Talking Heads Stop Making Sense Reviewed: The Citizen Kane of concert movies dazzles anew

Read MOJO’s verdict on the new 4K version of Talking Heads' ground-breaking 1984 concert film Stop Making Sense

Talking Heads on stage in Stop Making Sense

by Victoria Segal |
Updated on

Talking Heads

Stop Making Sense

Dir: Jonathan Demme

*****

A24 C

When bassist Tina Weymouth initially heard David Byrne’s plans for the Talking Heads live shows around their fifth album, Speaking In Tongues, she wasn’t happy. That the singer would come onstage alone, gradually joined by the extended band (among them P-Funk keyboardist Bernie Worrell and guitarist Alex Weir), unnerved her; she worried it was an attempt to rewrite history by portraying Byrne as originator, waking the others to dance to his tune. 
He has since said that wasn’t the concept - that the set instead traced the development of a repressed man liberated by music, community and joy. Yet watching this 4K ultra-high-definition version of director Jonathan Demme’s 1984 concert film, - so close and vivid it might well be a portal to Los Angeles’ Pantages Theatre for those three December nights in 1983 - it does feel like the stuff of creation myth.

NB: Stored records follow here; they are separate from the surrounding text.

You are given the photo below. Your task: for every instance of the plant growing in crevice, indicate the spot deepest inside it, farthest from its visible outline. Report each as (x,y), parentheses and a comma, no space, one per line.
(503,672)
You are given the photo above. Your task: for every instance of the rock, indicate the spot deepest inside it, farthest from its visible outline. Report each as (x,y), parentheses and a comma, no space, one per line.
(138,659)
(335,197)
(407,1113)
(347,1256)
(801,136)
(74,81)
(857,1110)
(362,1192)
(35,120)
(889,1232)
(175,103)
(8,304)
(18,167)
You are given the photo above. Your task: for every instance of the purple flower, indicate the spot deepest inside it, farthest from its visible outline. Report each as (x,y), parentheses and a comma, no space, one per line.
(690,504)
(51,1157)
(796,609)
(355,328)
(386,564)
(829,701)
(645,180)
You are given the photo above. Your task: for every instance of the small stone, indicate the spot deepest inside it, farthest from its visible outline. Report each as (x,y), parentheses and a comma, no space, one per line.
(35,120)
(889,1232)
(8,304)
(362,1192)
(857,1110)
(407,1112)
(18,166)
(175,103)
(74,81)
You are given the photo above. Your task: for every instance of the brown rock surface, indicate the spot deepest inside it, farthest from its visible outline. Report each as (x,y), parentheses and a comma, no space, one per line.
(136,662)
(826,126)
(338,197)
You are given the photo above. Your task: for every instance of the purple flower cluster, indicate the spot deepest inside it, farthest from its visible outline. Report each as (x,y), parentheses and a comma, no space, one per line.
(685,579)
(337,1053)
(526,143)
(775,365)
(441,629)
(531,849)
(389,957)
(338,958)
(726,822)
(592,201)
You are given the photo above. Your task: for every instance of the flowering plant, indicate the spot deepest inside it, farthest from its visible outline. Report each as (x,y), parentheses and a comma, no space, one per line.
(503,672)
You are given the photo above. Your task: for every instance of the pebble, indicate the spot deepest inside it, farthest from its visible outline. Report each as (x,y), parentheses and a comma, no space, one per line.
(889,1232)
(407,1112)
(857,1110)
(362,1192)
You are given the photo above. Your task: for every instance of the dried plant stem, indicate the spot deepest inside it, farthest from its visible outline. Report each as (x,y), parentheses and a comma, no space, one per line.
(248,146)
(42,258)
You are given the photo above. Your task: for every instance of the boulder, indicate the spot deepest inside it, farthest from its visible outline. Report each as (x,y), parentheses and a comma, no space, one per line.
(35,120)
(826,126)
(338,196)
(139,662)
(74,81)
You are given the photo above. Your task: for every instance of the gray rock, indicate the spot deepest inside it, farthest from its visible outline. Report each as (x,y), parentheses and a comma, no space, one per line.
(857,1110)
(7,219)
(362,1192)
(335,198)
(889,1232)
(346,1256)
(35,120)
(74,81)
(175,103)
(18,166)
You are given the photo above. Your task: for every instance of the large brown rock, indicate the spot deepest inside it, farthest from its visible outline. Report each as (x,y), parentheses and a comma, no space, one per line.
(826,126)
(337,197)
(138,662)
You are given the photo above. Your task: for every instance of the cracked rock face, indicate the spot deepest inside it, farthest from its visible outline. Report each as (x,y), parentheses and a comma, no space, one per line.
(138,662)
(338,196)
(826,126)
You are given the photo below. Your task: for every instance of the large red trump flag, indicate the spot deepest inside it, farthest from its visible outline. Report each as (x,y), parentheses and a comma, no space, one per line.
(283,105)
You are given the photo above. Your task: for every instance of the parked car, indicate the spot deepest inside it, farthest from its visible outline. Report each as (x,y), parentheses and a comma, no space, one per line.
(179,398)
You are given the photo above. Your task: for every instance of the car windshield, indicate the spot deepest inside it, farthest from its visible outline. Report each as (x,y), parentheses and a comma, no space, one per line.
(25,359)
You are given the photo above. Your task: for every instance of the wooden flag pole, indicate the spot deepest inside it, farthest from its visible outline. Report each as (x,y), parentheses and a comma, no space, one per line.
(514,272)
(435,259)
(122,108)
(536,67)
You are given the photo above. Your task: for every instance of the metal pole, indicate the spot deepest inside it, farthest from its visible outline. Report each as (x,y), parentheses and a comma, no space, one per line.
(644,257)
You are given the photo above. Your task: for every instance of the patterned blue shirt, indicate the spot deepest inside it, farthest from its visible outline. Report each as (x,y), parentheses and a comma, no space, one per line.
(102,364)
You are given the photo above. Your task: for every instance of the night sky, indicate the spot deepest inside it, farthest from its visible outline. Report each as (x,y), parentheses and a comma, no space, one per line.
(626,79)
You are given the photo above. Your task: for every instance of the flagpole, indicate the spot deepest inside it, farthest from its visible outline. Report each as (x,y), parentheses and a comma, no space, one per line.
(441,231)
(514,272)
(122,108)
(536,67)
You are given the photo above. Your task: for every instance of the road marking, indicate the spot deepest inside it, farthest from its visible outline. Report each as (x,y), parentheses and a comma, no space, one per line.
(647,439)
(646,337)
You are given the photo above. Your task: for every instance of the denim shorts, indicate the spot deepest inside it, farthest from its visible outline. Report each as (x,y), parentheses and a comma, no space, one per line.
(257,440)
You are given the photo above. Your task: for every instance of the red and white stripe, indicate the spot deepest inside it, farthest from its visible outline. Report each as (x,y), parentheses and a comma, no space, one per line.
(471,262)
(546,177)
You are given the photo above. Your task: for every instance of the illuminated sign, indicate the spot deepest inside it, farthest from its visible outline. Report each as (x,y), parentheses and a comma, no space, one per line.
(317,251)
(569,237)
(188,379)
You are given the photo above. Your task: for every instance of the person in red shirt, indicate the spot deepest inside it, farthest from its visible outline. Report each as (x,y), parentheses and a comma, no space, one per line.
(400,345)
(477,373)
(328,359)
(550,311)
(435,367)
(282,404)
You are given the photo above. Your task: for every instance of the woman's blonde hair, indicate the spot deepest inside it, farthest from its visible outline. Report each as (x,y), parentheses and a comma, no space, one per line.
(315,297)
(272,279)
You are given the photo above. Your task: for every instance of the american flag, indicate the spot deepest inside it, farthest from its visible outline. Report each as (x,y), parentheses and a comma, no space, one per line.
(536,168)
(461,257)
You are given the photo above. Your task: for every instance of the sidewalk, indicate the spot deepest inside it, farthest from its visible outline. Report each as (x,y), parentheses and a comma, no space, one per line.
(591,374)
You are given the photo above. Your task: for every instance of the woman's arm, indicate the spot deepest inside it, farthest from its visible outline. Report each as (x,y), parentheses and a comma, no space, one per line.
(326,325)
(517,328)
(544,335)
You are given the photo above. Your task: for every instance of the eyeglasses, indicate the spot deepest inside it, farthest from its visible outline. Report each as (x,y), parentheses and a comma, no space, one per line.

It begins with a formless patch of light, empty until the shadow of a guitar moves over it, animating it. Byrne’s white sneakers appear as he heads to the front of an empty stage; there’s a boom-box, a microphone. “I’ve got a tape I want to play,” he says, the mild-mannered janitor, before launching into Psycho Killer. It ignites everything that follows – the crew building up the set around him, the musicians bringing more heat, more noise, more movement. It’s cosmic chemistry, a big (if tightly syncopated) bang. With self-declared “fanatical rock’n’roller” Demme working with Bladerunner cinematographer Jordan Cronenweth, Stop Making Sense is a phenomenal document of people expanding into the space around them, making something wonderful from nothing. And there was light. 
It is fabulously calculated, as illustrated by the famous set-pieces – Byrne’s visual catchphrase “big suit” appearing before Girlfriend Is Better; the Fred Astaire-inspired dance with a standard lamp during the euphoric This Must Be The Place; his Pentecostal fire-starting on Once In A Lifetime. There are fourth-wall-smashing moments – the singer staring at the camera as he dances during Psycho Killer feels like a foreshadowing of unnerving scenes from Demme’s 1991 film The Silence Of The Lambs – while sequences of stark lighting and info-overload captioning (“Videogame / Sandwich / Diamonds”) deepen the feeling there’s a battle for something close to the human soul unfolding here.

Yet the intimacy is largely generated the sheer energy and pleasure crackling from the stage, essential vocalists Ednah Holt and Lynn Mabry in charismatic sync with Byrne, Weymouth smiling with her own secrets; percussionist Steve Scales exuberantly drawing focus. Demme wanted to avoid multiple shots of the audience having a good time - that “having fun?” nudge in the ribs for film viewers - and only a few appear during the closing Crosseyed And Painless (not least a child with a stuffed unicorn). The viewer, instead, is on stage with the band, the camera’s companion as it avidly records Chris Frantz immersed behind his drums, or Byrne, Holt and Mabry hanging in spectacular suspended animation during Once In A Lifetime. ABBA chose holograms to revisit their past; Stop Making Sense somehow feels even more futuristic, collapsing 40 years down to nothing. It's pure transport, a divine spark still casting a rare light.

Stop Making Sense is showing in selected UK cinemas from September 29.